French lower house pushes assisted suicide despite Senate’s repeated rejections
French lawmakers are trying again to legalize assisted suicide, even after the country’s Senate rejected the idea twice this year.
The National Assembly, France’s lower…
French lawmakers are trying again to legalize assisted suicide, even after the country’s Senate rejected the idea twice this year.
The National Assembly, France’s lower house, voted 295-232 last week to approve an assisted suicide bill. Another 35 lawmakers did not vote yes or no.
Green Party lawmaker Danielle Simonnet said the life-ending legislation promotes “a major law of freedom.”
“Finally, we’re almost there,” she said before lawmakers approved the measure.
The matter now goes back to the Senate, which has already blocked it twice.
The move keeps alive a proposal that would let some adults with serious and incurable illnesses request drugs to end their lives.
As The Lion reported last month, French senators have rejected the assisted suicide part of the proposal, instead backing separate legislation to expand palliative care, which helps sick and dying people without helping them kill themselves.

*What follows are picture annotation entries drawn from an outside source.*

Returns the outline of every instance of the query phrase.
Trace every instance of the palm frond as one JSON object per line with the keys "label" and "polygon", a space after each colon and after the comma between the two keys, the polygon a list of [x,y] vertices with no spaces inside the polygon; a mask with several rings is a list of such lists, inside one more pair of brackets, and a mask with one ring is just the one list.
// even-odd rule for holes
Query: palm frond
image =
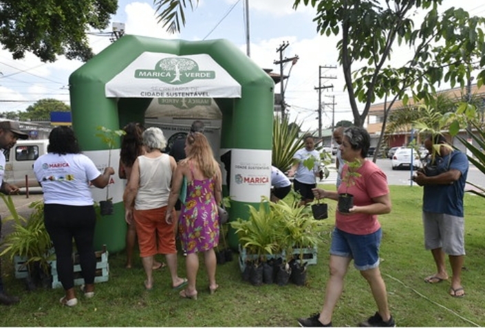
{"label": "palm frond", "polygon": [[[197,0],[198,5],[199,0]],[[155,12],[162,12],[158,16],[158,23],[162,23],[162,26],[165,28],[170,33],[180,33],[181,26],[185,26],[185,13],[184,10],[190,5],[193,10],[192,0],[154,0]]]}

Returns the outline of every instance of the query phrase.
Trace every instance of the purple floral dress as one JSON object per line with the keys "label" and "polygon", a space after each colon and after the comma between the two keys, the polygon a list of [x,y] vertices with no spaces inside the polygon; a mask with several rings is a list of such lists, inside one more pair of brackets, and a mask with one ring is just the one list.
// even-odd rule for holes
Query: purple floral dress
{"label": "purple floral dress", "polygon": [[[192,172],[192,170],[191,170]],[[214,179],[187,183],[185,204],[182,205],[179,232],[187,253],[204,252],[219,244],[219,217],[214,197]]]}

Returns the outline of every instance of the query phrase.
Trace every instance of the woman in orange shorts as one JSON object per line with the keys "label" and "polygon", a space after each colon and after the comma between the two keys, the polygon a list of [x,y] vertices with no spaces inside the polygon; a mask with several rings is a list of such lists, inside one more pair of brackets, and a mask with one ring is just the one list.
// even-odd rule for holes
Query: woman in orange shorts
{"label": "woman in orange shorts", "polygon": [[[177,248],[173,223],[165,220],[172,175],[177,164],[173,157],[162,153],[166,145],[163,132],[158,128],[149,128],[143,132],[145,153],[136,159],[123,195],[125,219],[130,224],[136,222],[140,255],[147,274],[144,286],[153,287],[153,256],[165,255],[172,278],[172,287],[182,288],[187,280],[177,274]],[[135,201],[134,209],[131,204]],[[172,210],[174,217],[175,210]]]}

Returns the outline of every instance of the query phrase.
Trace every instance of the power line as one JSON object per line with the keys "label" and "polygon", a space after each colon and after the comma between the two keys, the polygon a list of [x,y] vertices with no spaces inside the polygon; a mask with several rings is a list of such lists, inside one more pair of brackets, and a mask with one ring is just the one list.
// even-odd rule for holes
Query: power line
{"label": "power line", "polygon": [[214,26],[214,28],[213,28],[212,30],[211,30],[211,32],[209,32],[208,34],[207,35],[206,35],[206,36],[204,36],[204,38],[202,40],[205,40],[206,39],[207,39],[207,38],[208,37],[208,36],[211,35],[211,34],[212,34],[212,32],[214,32],[214,30],[215,30],[216,28],[217,28],[217,26],[219,26],[219,25],[221,23],[222,23],[222,21],[224,21],[224,20],[226,19],[226,17],[227,17],[227,16],[230,13],[230,12],[233,11],[233,9],[234,9],[234,8],[236,6],[236,5],[237,5],[237,3],[239,3],[240,1],[241,1],[241,0],[237,0],[237,1],[230,7],[230,8],[229,8],[229,10],[228,10],[228,12],[226,13],[226,14],[224,14],[224,16],[219,21],[219,22],[217,22],[217,23],[215,24],[215,26]]}

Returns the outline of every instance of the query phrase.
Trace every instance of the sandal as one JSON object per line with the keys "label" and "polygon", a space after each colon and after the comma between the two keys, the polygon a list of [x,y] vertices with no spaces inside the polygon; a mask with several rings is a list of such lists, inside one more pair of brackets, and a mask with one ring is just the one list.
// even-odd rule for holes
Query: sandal
{"label": "sandal", "polygon": [[219,285],[217,284],[215,285],[215,288],[211,288],[211,286],[209,286],[209,294],[212,295],[213,294],[215,293],[215,291],[217,290],[217,288],[219,288]]}
{"label": "sandal", "polygon": [[85,285],[81,285],[80,289],[84,293],[84,297],[86,298],[91,298],[94,296],[94,292],[85,292],[86,290]]}
{"label": "sandal", "polygon": [[189,294],[187,293],[187,289],[183,289],[181,290],[180,292],[179,293],[180,295],[180,297],[182,298],[190,298],[194,300],[197,300],[197,292],[195,292],[195,294],[193,294],[192,295]]}

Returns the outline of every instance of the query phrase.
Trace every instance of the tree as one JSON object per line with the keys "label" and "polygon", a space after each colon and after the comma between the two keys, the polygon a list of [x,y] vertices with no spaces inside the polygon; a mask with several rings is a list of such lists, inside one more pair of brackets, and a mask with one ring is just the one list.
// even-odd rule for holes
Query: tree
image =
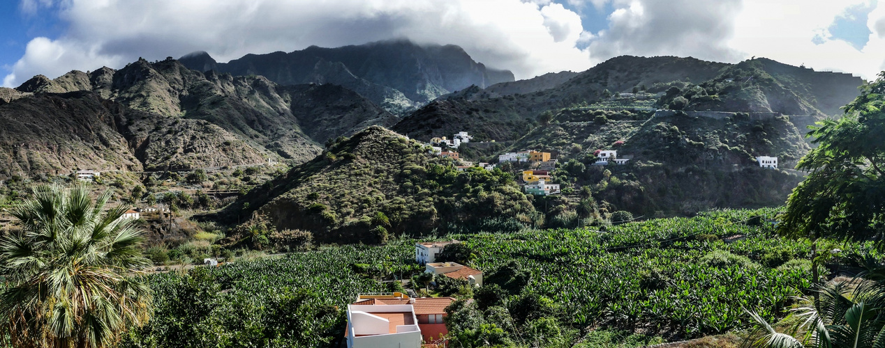
{"label": "tree", "polygon": [[762,335],[753,346],[781,347],[882,347],[885,346],[885,275],[881,269],[851,281],[818,285],[814,298],[803,298],[793,315],[798,317],[795,332],[801,338],[776,331],[758,314],[749,312]]}
{"label": "tree", "polygon": [[151,311],[138,276],[142,231],[106,209],[111,192],[93,201],[85,186],[34,188],[12,209],[22,225],[0,239],[0,326],[17,347],[107,347]]}
{"label": "tree", "polygon": [[550,125],[552,119],[553,119],[553,113],[550,112],[550,110],[542,112],[541,115],[538,115],[538,122],[540,122],[541,125]]}
{"label": "tree", "polygon": [[808,133],[818,147],[796,168],[810,174],[790,193],[778,224],[781,235],[812,241],[812,261],[823,238],[873,239],[883,246],[885,72],[860,89],[860,96],[843,108],[843,118],[819,122]]}

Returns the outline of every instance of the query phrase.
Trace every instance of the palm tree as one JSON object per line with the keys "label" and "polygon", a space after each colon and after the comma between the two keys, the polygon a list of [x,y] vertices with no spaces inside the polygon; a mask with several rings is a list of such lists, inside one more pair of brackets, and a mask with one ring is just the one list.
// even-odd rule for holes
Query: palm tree
{"label": "palm tree", "polygon": [[12,209],[21,231],[0,238],[0,335],[16,347],[106,347],[148,320],[150,261],[141,231],[84,186],[34,188]]}
{"label": "palm tree", "polygon": [[885,272],[882,269],[850,281],[819,285],[813,298],[801,298],[793,315],[800,319],[795,332],[801,338],[777,332],[758,314],[749,312],[765,331],[753,346],[885,348]]}

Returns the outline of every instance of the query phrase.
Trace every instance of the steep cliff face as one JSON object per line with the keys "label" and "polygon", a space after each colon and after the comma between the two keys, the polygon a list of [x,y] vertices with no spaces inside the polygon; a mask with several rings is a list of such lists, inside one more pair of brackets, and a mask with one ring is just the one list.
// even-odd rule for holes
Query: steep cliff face
{"label": "steep cliff face", "polygon": [[[262,75],[281,85],[322,80],[345,86],[393,112],[410,110],[410,104],[423,104],[472,85],[485,87],[513,80],[512,72],[487,68],[460,47],[422,46],[406,41],[335,49],[312,46],[290,53],[246,55],[214,65],[207,63],[210,59],[202,53],[181,58],[191,69],[205,71],[212,66],[238,76]],[[353,77],[342,74],[342,66]]]}
{"label": "steep cliff face", "polygon": [[92,92],[0,105],[0,175],[187,170],[259,163],[259,149],[205,121],[133,110]]}
{"label": "steep cliff face", "polygon": [[534,212],[506,174],[459,172],[451,160],[381,126],[331,143],[326,155],[267,187],[252,190],[219,217],[258,211],[278,229],[310,231],[319,242],[375,243],[378,226],[391,235],[422,235],[448,223],[525,220]]}
{"label": "steep cliff face", "polygon": [[[346,68],[340,72],[349,73]],[[147,169],[249,164],[266,159],[297,164],[317,155],[320,144],[330,138],[397,120],[342,87],[281,87],[262,76],[204,73],[173,59],[142,59],[119,71],[74,71],[55,79],[36,76],[16,89],[0,90],[0,103],[73,91],[92,92],[153,115],[145,117],[148,121],[129,120],[134,127],[123,132],[137,143],[132,145],[137,149],[134,154]],[[400,94],[399,99],[404,97]],[[217,151],[216,143],[229,144],[222,147],[228,152]]]}

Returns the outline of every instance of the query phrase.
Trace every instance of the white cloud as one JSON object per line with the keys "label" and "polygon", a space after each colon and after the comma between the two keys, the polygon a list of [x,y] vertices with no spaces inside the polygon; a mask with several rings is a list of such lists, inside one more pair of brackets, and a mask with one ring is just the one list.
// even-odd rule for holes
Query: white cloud
{"label": "white cloud", "polygon": [[[885,68],[885,4],[873,0],[22,0],[58,11],[68,27],[34,39],[4,79],[120,67],[139,57],[194,50],[224,62],[248,53],[337,47],[391,38],[456,44],[518,79],[582,71],[620,55],[691,56],[736,63],[752,56],[871,79]],[[881,2],[880,2],[881,3]],[[563,6],[611,8],[608,27],[584,30]],[[860,49],[828,30],[846,9],[874,9]],[[49,10],[47,10],[49,9]],[[39,13],[38,13],[39,15]]]}
{"label": "white cloud", "polygon": [[575,48],[580,17],[544,0],[67,0],[53,9],[68,24],[65,34],[34,39],[4,86],[38,73],[120,67],[139,57],[205,50],[224,62],[391,38],[459,45],[518,78],[590,66],[587,52]]}

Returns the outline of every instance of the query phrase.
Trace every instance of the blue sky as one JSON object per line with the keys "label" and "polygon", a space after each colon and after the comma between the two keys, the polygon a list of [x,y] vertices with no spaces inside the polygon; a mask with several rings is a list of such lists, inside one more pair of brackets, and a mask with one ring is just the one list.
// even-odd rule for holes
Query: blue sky
{"label": "blue sky", "polygon": [[460,45],[523,79],[625,54],[766,57],[865,78],[885,68],[876,0],[3,0],[0,78],[404,37]]}

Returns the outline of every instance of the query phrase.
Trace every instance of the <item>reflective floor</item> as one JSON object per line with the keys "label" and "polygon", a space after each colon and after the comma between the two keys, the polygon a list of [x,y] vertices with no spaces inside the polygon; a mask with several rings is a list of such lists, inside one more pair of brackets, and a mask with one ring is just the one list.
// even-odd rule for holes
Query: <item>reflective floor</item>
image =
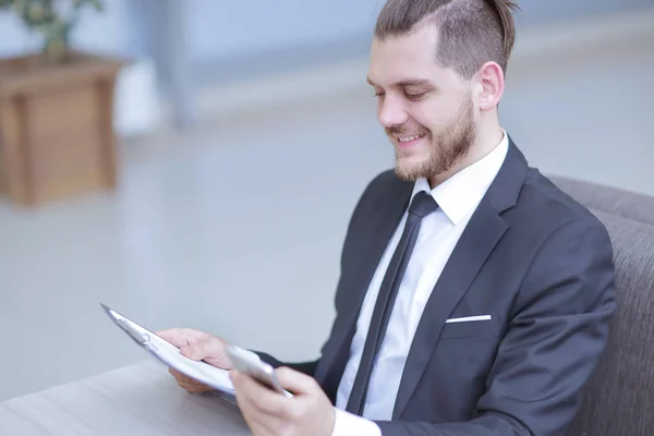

That approach drew a sharp contrast between the two chambers. The Senate pushed for care for the suffering. The National Assembly pushed a legal path to death.
The bill would apply to adults who meet strict legal conditions. Patients generally would have to take the lethal drugs themselves. A doctor or nurse could give the drugs only if the patient could not do so physically.
The measure includes a conscience clause for medical workers who object to taking part. But objecting workers would still need to refer the patient to someone else, making the protection limited for doctors and nurses who believe assisted suicide violates the duty to heal.
Catholic leaders in France have urged lawmakers to reject the proposal and focus on care instead.
Archbishop Laurent Ulrich of Paris warned lawmakers not to go down this road.
“Today, there is still time to renounce taking this path, which is not that of a fraternal future,” he said, according to Crux.
He added, “More than help to die, our society needs help to live.”
The Lion has reported on concerns that assisted suicide laws often begin with narrow limits but later expand, such as in Canada, where assisted suicide is now the fifth-leading cause of death. Canada legalized assisted suicide only a decade ago.